Posted 2 years ago

Face to Face.

I love discovering a band that I know I’m going to enjoy a lot for months, or maybe even years to come.

Posted 2 years ago

Everyone sucks.

Posted 2 years ago

This song really hits home for me.

Posted 2 years ago

Lol.

Last night was Colby’s birthday party. I have never seen anyone completely wasted by 9pm.

Posted 2 years ago

The Unlovables is one of my favorite bands. They are so girly and so cheesy but I just love them so much. I don’t even know what any of the girls in this band look like, but I would date all of them at the same time.

Posted 2 years ago

This is one of my favorite music videos ever. Hahahahaha.

Posted 2 years ago

My Own Demons Drag Me Down Everyday.

Part of me misses being in a band. It was kinda fun, but the annoyances and hassles outweighed the fun.

I was listening to Naysayer and I really like their lyrics.

“i’m at the end of my rope and i’m slipping
losing my faith in humanity - i’m falling fast
i’ve lost my grasp on reality

daily struggle is weighing me down
society tries to pull me underground
another year has passed - everything’s the same
nothing’s gotten better - am i to blame?

my own demons drag me down everyday
in this world of death, deceit, and decay
fucked in the head - don’t stand a chance
this wretched world has me fucking trapped”

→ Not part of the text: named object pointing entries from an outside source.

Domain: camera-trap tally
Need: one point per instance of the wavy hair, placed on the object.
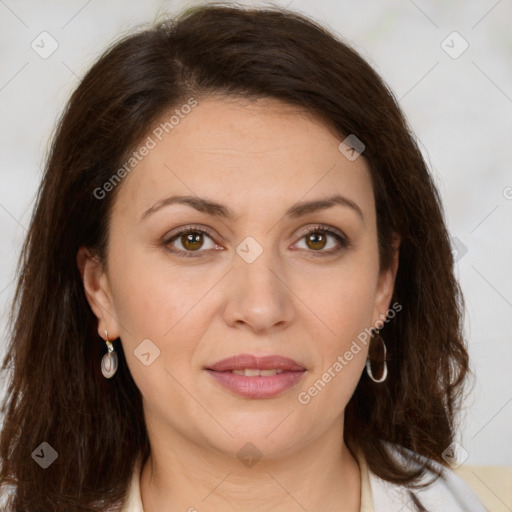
(56, 392)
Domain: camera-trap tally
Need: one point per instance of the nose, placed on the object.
(259, 297)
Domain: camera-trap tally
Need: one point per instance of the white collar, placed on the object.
(448, 493)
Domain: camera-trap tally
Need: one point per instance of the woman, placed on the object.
(226, 298)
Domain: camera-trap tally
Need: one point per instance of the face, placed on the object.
(258, 273)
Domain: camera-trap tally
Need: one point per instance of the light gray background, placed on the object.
(460, 109)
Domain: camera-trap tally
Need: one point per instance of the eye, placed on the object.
(317, 239)
(189, 240)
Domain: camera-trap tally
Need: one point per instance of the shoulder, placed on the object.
(467, 489)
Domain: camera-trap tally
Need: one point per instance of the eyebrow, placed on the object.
(222, 211)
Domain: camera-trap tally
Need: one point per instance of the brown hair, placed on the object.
(56, 391)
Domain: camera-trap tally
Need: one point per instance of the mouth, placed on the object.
(257, 377)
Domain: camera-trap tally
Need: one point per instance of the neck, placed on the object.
(187, 476)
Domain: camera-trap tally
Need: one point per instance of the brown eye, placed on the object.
(316, 241)
(189, 241)
(192, 241)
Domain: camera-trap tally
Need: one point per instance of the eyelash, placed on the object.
(319, 228)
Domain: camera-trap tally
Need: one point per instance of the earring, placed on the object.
(109, 361)
(385, 368)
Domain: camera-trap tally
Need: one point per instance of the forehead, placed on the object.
(246, 154)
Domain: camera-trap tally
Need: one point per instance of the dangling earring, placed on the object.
(385, 368)
(109, 361)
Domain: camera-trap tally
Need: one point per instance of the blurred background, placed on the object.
(449, 63)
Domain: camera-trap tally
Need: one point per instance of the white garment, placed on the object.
(448, 493)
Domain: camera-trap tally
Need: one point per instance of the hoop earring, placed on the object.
(385, 368)
(109, 360)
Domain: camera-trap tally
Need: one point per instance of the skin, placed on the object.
(259, 158)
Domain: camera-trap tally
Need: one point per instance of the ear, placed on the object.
(386, 284)
(97, 292)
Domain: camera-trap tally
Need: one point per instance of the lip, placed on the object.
(243, 361)
(257, 387)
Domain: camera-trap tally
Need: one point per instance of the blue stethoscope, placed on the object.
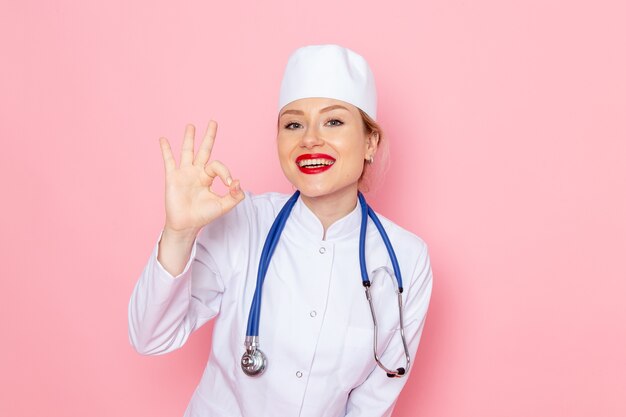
(254, 361)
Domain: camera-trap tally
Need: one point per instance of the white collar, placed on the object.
(343, 228)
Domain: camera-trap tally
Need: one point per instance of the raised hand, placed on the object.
(189, 202)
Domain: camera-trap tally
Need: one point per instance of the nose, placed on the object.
(311, 137)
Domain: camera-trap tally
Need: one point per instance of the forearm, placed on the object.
(175, 249)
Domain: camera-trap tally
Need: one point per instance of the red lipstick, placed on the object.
(314, 163)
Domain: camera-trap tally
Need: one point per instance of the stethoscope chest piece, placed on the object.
(253, 362)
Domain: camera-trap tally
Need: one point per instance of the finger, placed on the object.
(217, 169)
(186, 153)
(235, 196)
(204, 153)
(168, 157)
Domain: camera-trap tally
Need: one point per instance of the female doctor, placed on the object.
(286, 277)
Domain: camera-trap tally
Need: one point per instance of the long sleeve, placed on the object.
(164, 310)
(378, 394)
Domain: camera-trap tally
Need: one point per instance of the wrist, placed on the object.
(179, 236)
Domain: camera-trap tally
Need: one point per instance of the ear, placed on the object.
(372, 143)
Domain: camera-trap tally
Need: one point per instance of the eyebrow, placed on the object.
(324, 110)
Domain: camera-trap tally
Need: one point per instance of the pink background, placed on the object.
(508, 156)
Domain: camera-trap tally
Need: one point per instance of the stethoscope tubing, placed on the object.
(254, 361)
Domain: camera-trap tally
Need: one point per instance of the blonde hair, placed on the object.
(371, 127)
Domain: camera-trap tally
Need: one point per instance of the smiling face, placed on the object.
(322, 146)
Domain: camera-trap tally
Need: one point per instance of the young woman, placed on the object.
(344, 292)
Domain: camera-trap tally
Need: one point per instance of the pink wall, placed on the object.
(508, 156)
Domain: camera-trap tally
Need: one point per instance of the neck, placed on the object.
(331, 207)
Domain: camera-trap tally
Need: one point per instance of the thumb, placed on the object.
(235, 196)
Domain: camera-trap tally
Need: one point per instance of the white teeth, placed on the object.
(316, 161)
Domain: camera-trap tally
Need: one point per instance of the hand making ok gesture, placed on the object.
(189, 202)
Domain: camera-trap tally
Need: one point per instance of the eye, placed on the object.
(293, 125)
(334, 122)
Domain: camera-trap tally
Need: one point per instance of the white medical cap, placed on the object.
(330, 71)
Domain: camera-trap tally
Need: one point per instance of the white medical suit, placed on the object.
(315, 326)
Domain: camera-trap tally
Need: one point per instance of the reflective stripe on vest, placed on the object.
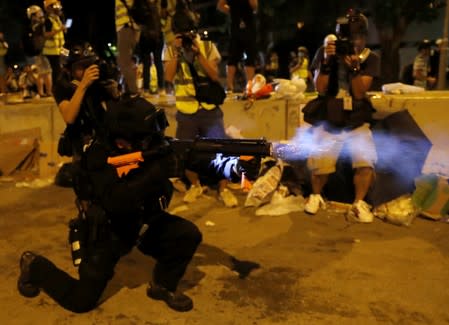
(3, 49)
(121, 14)
(185, 90)
(303, 71)
(54, 44)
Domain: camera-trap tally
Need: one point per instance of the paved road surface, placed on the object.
(313, 270)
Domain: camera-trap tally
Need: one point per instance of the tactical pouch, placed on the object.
(65, 144)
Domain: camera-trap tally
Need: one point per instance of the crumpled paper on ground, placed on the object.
(398, 88)
(282, 203)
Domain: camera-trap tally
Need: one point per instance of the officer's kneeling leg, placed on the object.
(75, 295)
(172, 241)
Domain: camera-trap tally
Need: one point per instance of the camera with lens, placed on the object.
(348, 27)
(343, 44)
(187, 40)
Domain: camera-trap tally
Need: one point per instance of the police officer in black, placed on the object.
(116, 213)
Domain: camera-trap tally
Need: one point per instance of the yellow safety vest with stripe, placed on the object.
(121, 14)
(303, 71)
(3, 48)
(184, 89)
(53, 45)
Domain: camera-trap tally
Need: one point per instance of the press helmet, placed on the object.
(79, 54)
(34, 10)
(48, 3)
(354, 23)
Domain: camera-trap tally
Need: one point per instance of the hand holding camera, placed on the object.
(187, 45)
(91, 74)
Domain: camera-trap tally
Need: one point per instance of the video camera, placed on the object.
(187, 39)
(348, 27)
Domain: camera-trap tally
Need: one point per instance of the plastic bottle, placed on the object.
(75, 240)
(153, 76)
(264, 186)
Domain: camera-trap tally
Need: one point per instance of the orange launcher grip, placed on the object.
(125, 163)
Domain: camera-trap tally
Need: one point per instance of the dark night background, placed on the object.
(93, 21)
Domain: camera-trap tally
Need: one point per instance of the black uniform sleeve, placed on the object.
(63, 90)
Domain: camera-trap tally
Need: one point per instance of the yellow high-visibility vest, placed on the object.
(121, 14)
(54, 45)
(184, 89)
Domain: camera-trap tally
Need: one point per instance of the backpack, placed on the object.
(145, 13)
(184, 18)
(33, 40)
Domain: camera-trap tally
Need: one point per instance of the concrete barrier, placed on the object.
(274, 119)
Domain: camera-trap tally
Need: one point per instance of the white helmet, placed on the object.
(34, 10)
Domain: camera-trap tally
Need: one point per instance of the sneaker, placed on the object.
(178, 185)
(313, 204)
(175, 300)
(228, 198)
(361, 211)
(24, 285)
(194, 192)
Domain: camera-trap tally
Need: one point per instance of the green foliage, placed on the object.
(389, 13)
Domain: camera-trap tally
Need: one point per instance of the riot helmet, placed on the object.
(54, 4)
(352, 25)
(79, 55)
(34, 11)
(137, 121)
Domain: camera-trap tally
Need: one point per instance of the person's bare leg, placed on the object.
(48, 82)
(363, 179)
(40, 85)
(193, 177)
(250, 71)
(230, 75)
(222, 185)
(318, 182)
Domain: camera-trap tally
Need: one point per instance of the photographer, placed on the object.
(194, 118)
(115, 212)
(344, 72)
(54, 36)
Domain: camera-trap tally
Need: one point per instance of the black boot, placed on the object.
(175, 300)
(24, 285)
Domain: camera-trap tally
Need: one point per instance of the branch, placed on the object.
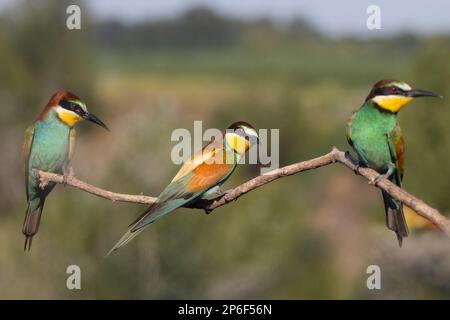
(334, 156)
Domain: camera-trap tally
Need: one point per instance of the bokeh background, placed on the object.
(147, 68)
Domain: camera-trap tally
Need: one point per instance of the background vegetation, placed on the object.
(308, 236)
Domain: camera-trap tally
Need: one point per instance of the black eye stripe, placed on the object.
(385, 91)
(71, 106)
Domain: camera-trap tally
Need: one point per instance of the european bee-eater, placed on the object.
(375, 135)
(49, 145)
(200, 177)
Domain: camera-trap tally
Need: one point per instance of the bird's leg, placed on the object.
(67, 172)
(386, 175)
(356, 162)
(219, 191)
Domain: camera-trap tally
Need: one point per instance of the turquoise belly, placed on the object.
(50, 146)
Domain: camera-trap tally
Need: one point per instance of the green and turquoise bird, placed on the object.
(49, 144)
(375, 135)
(199, 177)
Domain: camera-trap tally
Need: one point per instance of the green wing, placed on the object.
(177, 194)
(72, 139)
(26, 151)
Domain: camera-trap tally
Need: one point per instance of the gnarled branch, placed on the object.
(334, 156)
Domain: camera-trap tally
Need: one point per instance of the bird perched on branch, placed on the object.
(198, 178)
(49, 145)
(375, 135)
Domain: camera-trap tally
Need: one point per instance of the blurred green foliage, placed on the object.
(308, 236)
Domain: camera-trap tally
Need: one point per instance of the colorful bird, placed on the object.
(200, 177)
(375, 135)
(49, 145)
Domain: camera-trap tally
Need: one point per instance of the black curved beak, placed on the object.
(422, 93)
(92, 118)
(252, 139)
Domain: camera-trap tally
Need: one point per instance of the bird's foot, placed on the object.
(219, 192)
(67, 173)
(356, 162)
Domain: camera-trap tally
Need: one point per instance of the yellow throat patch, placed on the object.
(239, 144)
(68, 117)
(392, 103)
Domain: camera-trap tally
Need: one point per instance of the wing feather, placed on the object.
(26, 151)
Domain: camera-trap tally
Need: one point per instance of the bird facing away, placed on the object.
(49, 145)
(199, 177)
(375, 135)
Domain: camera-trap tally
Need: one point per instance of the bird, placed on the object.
(199, 178)
(49, 144)
(374, 133)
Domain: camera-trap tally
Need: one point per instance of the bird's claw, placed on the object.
(67, 173)
(356, 162)
(375, 180)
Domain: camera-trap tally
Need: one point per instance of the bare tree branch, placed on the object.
(333, 156)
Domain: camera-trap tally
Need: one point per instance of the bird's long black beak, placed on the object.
(422, 93)
(92, 118)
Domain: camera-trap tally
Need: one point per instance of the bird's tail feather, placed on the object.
(31, 223)
(127, 237)
(395, 219)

Gloomy I know, but that’s pretty much how I feel.


When I was writing lyrics for Brace Yourself / Scumbag / whatever we decided to call our band at the moment, they were too simple. I wanted some deep personal shit but nothing really ever came to mind that fit with our music. Then again I was like 16 / 17 at the time, just getting into this scene of music. Since then I’ve matured and developed as both a person, a writer, and just a music enthusiast.

I’ve been in the mood to write so much lately. Whether it be a narrative, blogging, lyrics, whatever. Anything. Expect to see some on here, maybe soon.

Posted 2 years ago

Miserable.

I got drunk by myself last night… again. To the point of throwing up. A toast to the holiday season? Fuck Christmas time.

I’m seriously just gonna quit drinking (that’s a lie). I say that all the time but sure enough I just end up doing it again. What is the point? I get really obnoxious and then feel like a bag of dicks the next day. I don’t understand myself sometimes.



Posted 2 years ago

“What’s the first thing I do when I wake up in the morning? Wish I hadn’t.”

Posted 2 years ago

Hi~

Technology is fucking with my mind. Well not right now, but it occurred to me the other night that while you’re not physically with anyone, people still expect you to have some sort of interaction with them whether it’s online or through a phone. As if that’s all it takes to form or strengthen or maintain a bond with someone.

It’s also mind boggling that I’m able to characterize the different personalities of people I’ve never met, just from reading a bunch of words on a screen. That’s it. I’m sure I could meet some people in real life and it would be as though we’ve met before based on how you carry yourself through a bunch of words on a screen. Or maybe I just over-analyze everything and that’s just creepy.



I’m a guy that likes to be left alone a lot. I’m not much of a people person. Don’t get me wrong though, I like going out. Just not every damn day.

So when you’re alone and someone calls you 5 times, they automatically assume you’re mad at them when you don’t answer. Maybe I just don’t want to fucking talk. The same rules apply to texting. God forbid you don’t text someone back within 5 minutes, you apparently “hate them”.

We’re at a period of time where being friends with someone on a social networking site is all it takes to be considered a friend. You might only hang out with them once every blue moon but you’re still friends due to the internet.



At the same time though, technology is too convenient. It’s like a love / hate relationship.